When using the HOST network for containers: All nodes are discovered:

[2016-05-10 14:03:21,776][DEBUG][common.network ] configuration:

eth0
inet 10.236.133.168 netmask:255.255.252.0 broadcast:10.236.135.255 scope:site
UP MULTICAST mtu:1500 index:2

docker_gwbridge
inet 172.18.0.1 netmask:255.255.0.0 broadcast:0.0.0.0 scope:site
MULTICAST mtu:1500 index:3

docker0
inet 172.17.0.1 netmask:255.255.0.0 broadcast:0.0.0.0 scope:site
MULTICAST mtu:1500 index:4

Cluster start Log:
[2016-05-10 14:03:21,780][DEBUG][common.netty ] using gathering [true]
[2016-05-10 14:03:21,819][DEBUG][discovery.zen.elect ] [mesos-s1] using minimum_master_nodes [-1]
[2016-05-10 14:03:21,821][DEBUG][discovery.zen.ping.unicast] [mesos-s1] using initial hosts [mesos-s1:9300, mesos-s2:9300, mesos-s3:9300], with concurrent_connects [10]
[2016-05-10 14:03:21,830][DEBUG][discovery.zen ] [mesos-s1] using ping.timeout [3s], join.timeout [1m], master_election.filter_client [true], master_election.filter_data [false]
[2016-05-10 14:03:21,832][DEBUG][discovery.zen.fd ] [mesos-s1] [master] uses ping_interval [1s], ping_timeout [30s], ping_retries [3]
[[2016-05-10 14:03:22,130][DEBUG][script ] [mesos-s1] using script cache with max_size [100], expire [null]
[2016-05-10 14:03:22,138][DEBUG][cluster.routing.allocation.decider] [mesos-s1] using node_concurrent_recoveries [4], node_initial_primaries_recoveries [10]
[2016-05-10 14:03:22,139][DEBUG][cluster.routing.allocation.decider] [mesos-s1] using [cluster.routing.allocation.allow_rebalance] with [indices_all_active]
....
[2016-05-10 14:03:25,805][DEBUG][discovery.zen ] [mesos-s1] filtered ping responses: (filter_client[true], filter_data[false])
--> ping_response{node [{mesos-s3}{Ub03F05zSES5oiXBUlL3BA}{10.236.133.170}{10.236.133.170:9300}{master=true}], id[12], master [null], hasJoinedOnce [false], cluster_name[es_dtest]}
--> ping_response{node [{mesos-s2}{OIVsOQ_RQfi0LgsExnY46Q}{10.236.133.169}{10.236.133.169:9300}{master=true}], id[17], master [{mesos-s2}{OIVsOQ_RQfi0LgsExnY46Q}{10.236.133.169}{10.236.133.169:9300}{master=true}], hasJoinedOnce [true], cluster_name[es_dtest]}

Reason for this is ports other than 9200 and 9300 are needed between cluster nodes and containers only expose ports 9200 and 9300 . This blocks the communication. See ports connection sample in working state:
tcp 0 0 10.236.133.168:9300 10.236.133.170:39200 ESTABLISHED 14736/java
tcp 0 0 10.236.133.168:41268 10.236.133.169:9300 ESTABLISHED 14736/java
tcp 0 0 10.236.133.168:41275 10.236.133.169:9300 ESTABLISHED 14736/java
tcp 0 0 10.236.133.168:36775 10.236.133.87:2379 ESTABLISHED 11283/confd

warkolm · May 11, 2016, 11:28pm

By default ES will use 9300-9399 for node comms. It should usually only use 9300, but may pick another one in the range if that is taken.

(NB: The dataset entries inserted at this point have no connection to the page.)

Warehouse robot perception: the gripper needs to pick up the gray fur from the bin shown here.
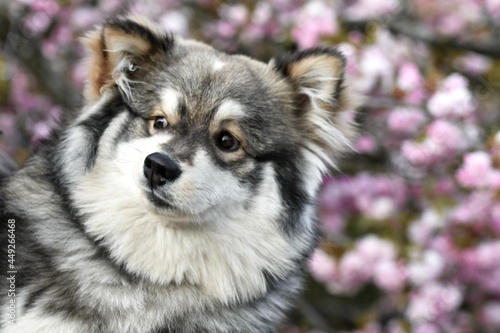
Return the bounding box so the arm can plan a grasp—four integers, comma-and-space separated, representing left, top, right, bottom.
0, 18, 354, 333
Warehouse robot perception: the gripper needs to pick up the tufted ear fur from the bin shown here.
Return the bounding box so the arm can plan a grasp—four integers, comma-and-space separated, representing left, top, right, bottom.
272, 48, 357, 172
82, 16, 173, 102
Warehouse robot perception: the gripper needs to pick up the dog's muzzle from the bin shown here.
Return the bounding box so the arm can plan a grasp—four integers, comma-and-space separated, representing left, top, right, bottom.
144, 153, 182, 188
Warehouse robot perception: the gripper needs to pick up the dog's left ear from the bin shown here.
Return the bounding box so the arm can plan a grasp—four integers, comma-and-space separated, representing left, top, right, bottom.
82, 15, 173, 102
271, 48, 357, 172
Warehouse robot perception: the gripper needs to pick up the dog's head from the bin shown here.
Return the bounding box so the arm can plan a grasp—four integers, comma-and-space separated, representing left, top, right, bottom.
60, 17, 353, 304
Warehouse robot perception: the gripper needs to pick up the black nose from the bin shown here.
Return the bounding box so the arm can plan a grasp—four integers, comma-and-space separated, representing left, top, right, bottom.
144, 153, 181, 187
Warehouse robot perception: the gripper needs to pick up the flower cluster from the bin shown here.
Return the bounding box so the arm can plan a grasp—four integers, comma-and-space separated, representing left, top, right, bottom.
0, 0, 500, 333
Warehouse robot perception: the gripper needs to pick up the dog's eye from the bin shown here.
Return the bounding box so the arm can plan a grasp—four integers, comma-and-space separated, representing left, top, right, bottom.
216, 132, 240, 152
153, 116, 168, 130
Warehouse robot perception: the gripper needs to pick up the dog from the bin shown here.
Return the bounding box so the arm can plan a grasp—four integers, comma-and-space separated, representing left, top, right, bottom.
0, 15, 355, 333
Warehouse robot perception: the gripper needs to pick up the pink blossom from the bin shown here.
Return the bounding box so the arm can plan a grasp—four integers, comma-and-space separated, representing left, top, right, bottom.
397, 62, 423, 91
353, 46, 395, 93
450, 191, 496, 224
345, 0, 401, 20
354, 135, 377, 153
427, 119, 467, 155
359, 197, 398, 221
486, 0, 500, 18
412, 323, 441, 333
407, 282, 463, 322
437, 15, 466, 35
309, 249, 337, 282
408, 209, 445, 245
427, 74, 475, 117
456, 151, 500, 188
373, 260, 407, 293
31, 0, 59, 16
158, 10, 189, 36
408, 250, 445, 285
455, 52, 494, 75
387, 107, 425, 134
356, 235, 396, 264
331, 251, 373, 293
396, 62, 425, 104
401, 119, 468, 166
221, 4, 248, 26
69, 7, 103, 31
292, 0, 338, 49
481, 301, 500, 326
24, 12, 51, 36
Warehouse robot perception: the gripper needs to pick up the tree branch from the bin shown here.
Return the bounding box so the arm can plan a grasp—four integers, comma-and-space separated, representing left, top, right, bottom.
343, 12, 500, 58
388, 16, 500, 58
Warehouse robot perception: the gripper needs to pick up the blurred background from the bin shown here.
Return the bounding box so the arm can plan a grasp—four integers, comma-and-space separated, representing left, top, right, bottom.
0, 0, 500, 333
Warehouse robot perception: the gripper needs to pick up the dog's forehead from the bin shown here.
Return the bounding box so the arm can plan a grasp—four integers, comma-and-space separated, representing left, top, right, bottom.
155, 42, 269, 114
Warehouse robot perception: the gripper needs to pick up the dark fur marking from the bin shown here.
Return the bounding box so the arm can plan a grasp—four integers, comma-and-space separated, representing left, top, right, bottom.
274, 47, 346, 105
106, 18, 174, 52
79, 96, 126, 170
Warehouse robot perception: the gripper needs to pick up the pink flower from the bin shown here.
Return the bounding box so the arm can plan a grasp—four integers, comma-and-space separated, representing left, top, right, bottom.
387, 107, 425, 134
354, 135, 377, 153
456, 151, 500, 188
31, 0, 59, 16
408, 250, 445, 285
396, 62, 425, 104
412, 323, 441, 333
450, 191, 496, 224
427, 119, 467, 155
69, 7, 103, 31
309, 249, 337, 282
345, 0, 401, 20
456, 52, 494, 75
355, 235, 396, 265
373, 260, 407, 293
481, 301, 500, 326
360, 196, 398, 221
397, 62, 423, 91
292, 0, 338, 49
486, 0, 500, 18
353, 46, 395, 93
331, 251, 372, 293
407, 282, 463, 323
24, 12, 51, 36
158, 10, 189, 36
408, 209, 445, 245
427, 74, 475, 117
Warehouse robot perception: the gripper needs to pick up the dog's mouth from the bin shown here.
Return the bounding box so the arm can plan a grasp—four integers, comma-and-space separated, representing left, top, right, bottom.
146, 189, 175, 209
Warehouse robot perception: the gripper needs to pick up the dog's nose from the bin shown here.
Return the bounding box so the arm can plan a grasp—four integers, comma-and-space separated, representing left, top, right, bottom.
144, 153, 181, 187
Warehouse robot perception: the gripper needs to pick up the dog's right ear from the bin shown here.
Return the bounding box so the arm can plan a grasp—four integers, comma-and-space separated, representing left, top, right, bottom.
82, 16, 174, 102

ajay_bh111 · May 13, 2016, 5:53pm

My concern is how can I force ES the ports in bold to be 9300 instead of random ports. See below:

tcp 0 0 10.236.133.168:41268 10.236.133.169:9300 ESTABLISHED 14736/java
tcp 0 0 10.236.133.168:41275 10.236.133.169:9300 ESTABLISHED 14736/java

warkolm · May 15, 2016, 6:41am

Those are the originating ports and will always be random. You can see the second IP:PORT combo has 9300, that is the destination for that connection and shows that ES is listening on 9300.